Count with Group By clause

Question

Count with Group By clause

hkflight

SSCommitted

Points: 1949
More actions
September 21, 2011 at 2:52 pm

#248567

I need to pull the number of donors and the organization ID's of those donors (I need the orgID's as inputs to an outer query).
select orgID, count(distinct indID)
from transactions
group by orgID
The problem is, my count is off. Some employees retired during the year and so they have transactions when they were part of 2 organizations (regular and retired). My aggregates are counting these individuals twice. I get the correct counts if I do:
select count(distinct indID)
from transactions
But this does not give me the orgID's that I need. Any help would be appreciated!!!

Viewing 7 posts - 1 through 6 (of 6 total)
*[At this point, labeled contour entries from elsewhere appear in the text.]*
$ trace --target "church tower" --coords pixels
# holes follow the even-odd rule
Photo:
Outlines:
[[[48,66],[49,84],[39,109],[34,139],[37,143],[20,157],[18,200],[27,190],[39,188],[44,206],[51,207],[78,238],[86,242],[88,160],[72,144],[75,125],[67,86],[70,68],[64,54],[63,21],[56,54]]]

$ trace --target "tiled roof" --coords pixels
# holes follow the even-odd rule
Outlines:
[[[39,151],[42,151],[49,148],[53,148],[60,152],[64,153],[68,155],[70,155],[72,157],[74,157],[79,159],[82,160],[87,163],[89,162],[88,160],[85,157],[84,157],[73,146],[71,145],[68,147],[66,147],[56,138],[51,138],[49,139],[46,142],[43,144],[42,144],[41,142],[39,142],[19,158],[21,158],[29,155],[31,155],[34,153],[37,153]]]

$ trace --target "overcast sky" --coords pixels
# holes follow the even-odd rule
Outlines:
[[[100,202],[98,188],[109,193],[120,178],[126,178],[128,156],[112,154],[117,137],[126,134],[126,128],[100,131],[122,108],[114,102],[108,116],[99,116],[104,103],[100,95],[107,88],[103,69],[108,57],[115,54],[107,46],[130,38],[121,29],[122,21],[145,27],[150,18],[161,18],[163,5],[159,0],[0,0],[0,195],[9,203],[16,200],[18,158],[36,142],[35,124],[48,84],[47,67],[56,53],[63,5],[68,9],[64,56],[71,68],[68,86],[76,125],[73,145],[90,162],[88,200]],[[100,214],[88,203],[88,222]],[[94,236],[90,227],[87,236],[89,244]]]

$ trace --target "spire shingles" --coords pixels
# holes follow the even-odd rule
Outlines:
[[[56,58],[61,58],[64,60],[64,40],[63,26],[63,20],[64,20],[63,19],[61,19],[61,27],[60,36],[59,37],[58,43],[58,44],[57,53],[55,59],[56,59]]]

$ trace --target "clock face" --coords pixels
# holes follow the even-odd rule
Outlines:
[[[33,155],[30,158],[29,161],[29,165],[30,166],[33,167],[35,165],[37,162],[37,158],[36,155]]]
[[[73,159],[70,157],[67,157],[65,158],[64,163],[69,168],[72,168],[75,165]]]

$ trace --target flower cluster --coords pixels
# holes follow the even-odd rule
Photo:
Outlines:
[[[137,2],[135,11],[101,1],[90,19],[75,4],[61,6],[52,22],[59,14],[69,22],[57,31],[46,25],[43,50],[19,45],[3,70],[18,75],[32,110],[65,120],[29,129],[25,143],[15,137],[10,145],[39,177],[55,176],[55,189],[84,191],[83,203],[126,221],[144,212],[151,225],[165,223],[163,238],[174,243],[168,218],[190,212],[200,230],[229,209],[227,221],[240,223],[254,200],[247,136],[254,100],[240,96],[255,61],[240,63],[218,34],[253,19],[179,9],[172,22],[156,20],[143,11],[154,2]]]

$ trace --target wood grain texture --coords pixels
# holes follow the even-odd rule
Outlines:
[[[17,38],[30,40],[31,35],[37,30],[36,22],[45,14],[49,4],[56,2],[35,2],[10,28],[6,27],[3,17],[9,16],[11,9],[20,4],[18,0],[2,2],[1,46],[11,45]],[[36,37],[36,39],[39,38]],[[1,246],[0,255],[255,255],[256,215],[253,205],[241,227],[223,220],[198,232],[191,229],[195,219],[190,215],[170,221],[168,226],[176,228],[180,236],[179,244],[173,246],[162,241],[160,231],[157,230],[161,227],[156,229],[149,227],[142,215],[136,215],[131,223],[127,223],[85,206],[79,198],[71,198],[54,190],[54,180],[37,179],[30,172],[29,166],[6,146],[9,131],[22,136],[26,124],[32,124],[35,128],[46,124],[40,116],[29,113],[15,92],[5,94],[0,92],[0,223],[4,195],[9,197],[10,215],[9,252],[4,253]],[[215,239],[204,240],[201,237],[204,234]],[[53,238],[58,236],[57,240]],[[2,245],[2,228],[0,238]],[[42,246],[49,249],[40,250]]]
You must be logged in to reply to this topic. Login to reply

bkubicek SSChampion Points: 10948 More actions · Answer 1

This is just a shot in the dark, but if you are able to exlude the retired transactions it should take care of the problem. It seems like you should be able to join to some table that would give you that information. Just a guess.

Ben

hkflight SSCommitted Points: 1949 More actions · Answer 2

Yes, I could try to do this which would make my full query pretty complex.

I was hoping there would be a more simple elegant solution using the OVER clause or something. I simply need to count the number of unique individuals without any influence from the group by clause.

Perhaps a rank solution may work, but I have not used these functions before.

Hopefully someone else can provide some guidance.

ghanshyam.kundu Hall of Fame Points: 3337 More actions · Answer 3

I think u can do it though a rank funtion, rank it via as per your indid,

if u wanna to get help post your ddl and some sample data properly.

if u wanna to know about rank function follow below link:

http://blog.sqlauthority.com/2007/10/09/sql-server-2005-sample-example-of-ranking-functions-row_number-rank-dense_rank-ntile/

http://www.sqlservercurry.com/2009/04/rank-vs-denserank-with-example-using.html

hkflight SSCommitted Points: 1949 More actions · Answer 4

select orgID, count(distinct indID)

from transactions

group by orgID

The problem is, my count is off. Some employees retired during the year and so they have transactions when they were part of 2 organizations (regular and retired). My aggregates are counting these individuals twice. I get the correct counts if I do:

select count(distinct indID)

from transactions

Here is my schema, it is very simple:

TRANSACTIONS(TranID PK, OrgID FK, IndID FK)

INDIVIDUALS(IndID PK)

ORGANIZATIONS(OrgID PK)

Sample Data:

Individuals

1

2

3

Organizations

11

12

13

Transactions

20 | 11 | 1

21 | 11 | 1

22 | 12 | 2

23 | 12 | 1

Running the first query gives me:

11 | 1

12 | 2

When summed, this gives me 3 unique donors, but there are only 2. If I run the 2nd query, I get the correct # of donors, 2.

Thank you!

drew.allen SSC Guru Points: 76998 More actions · Answer 5

This should give you what you need. It's not tested.

SELECT OrgID, Count(IndID)

FROM Individuals AS i

CROSS APPLY(

SELECT TOP (1) OrgID

FROM Transactions AS t

WHERE t.IndID = i.IndID

ORDER BY TranID

) AS t

GROUP BY OrgID

Drew

J. Drew Allen
Business Intelligence Analyst
Philadelphia, PA

NotoriousDBA SSChasing Mays Points: 658 More actions · Answer 6

If you're looking for the count of distinct donors per org, then your results are correct. If you're looking for the count of distinct donors, that's something else entirely. I doesn't seem like the problem is so much that your SQL isn't returning the right results so much as that you haven't clearly defined what you're after. If you only want to count a donor under one org, regardless of how many orgs they're associated with, that's fine, but you should define how to select the org you want to count; e.g. maybe only the org associated with a donor's most recent transaction.

Something like this:

SELECT y.OrgID, COUNT(DISTINCT y.IndID)

FROM (SELECT x.OrgID, x.IndID, RANK() OVER (PARTITION BY x.IndID ORDER BY x.OrgID) OrgRank FROM Transactions x) y

WHERE y.OrgRank = 1

GROUP BY y.OrgID;

Of course you'd change the "ORDER BY" clause of the RANK function to something that put the org you want in the first rank.